The complaint against Amgen had been filed by a former company employee in the U.S. District Court for the District of South Carolina and the government had intervened in the litigation. The government alleged that Amgen made available and paid to long-term care pharmacy providers Omnicare, Inc., PharMerica Corporation, and Kindred Healthcare Inc. (collectively, the “LTC providers”) market-share and volume-based rebates, as well as grants, honoraria, speaker fees, consulting services, dinners, travel and purchase of unnecessary data, all related to Aranesp, and that these payments amounted to “kickbacks” under the False Claims Act. The government also asserted that Amgen’s therapeutic interchange programs improperly encouraged the “switching” of patients using competitor drugs to Aranesp.
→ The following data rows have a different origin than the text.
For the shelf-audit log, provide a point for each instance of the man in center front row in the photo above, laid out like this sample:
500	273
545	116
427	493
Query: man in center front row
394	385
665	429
Noting the alleged efforts by Amgen to expand its market, the government alleged that Amgen pressured the consultant pharmacists employed by the LTC providers to recommend Aranesp to patients who had not been previously diagnosed or had a medical history with anemia associated with chronic renal failure and exhibited no outward signs of anemia associated with chronic renal failure. Amgen allegedly promoted the use of protocols, distributing materials and sponsoring programs designed to promote the use of the product outside the approved labeling for Aranesp.
The matter was settled to compromise disputed claims and with the express acknowledgement that Amgen was not admitting liability and the government was not admitting that its claims were not well-founded.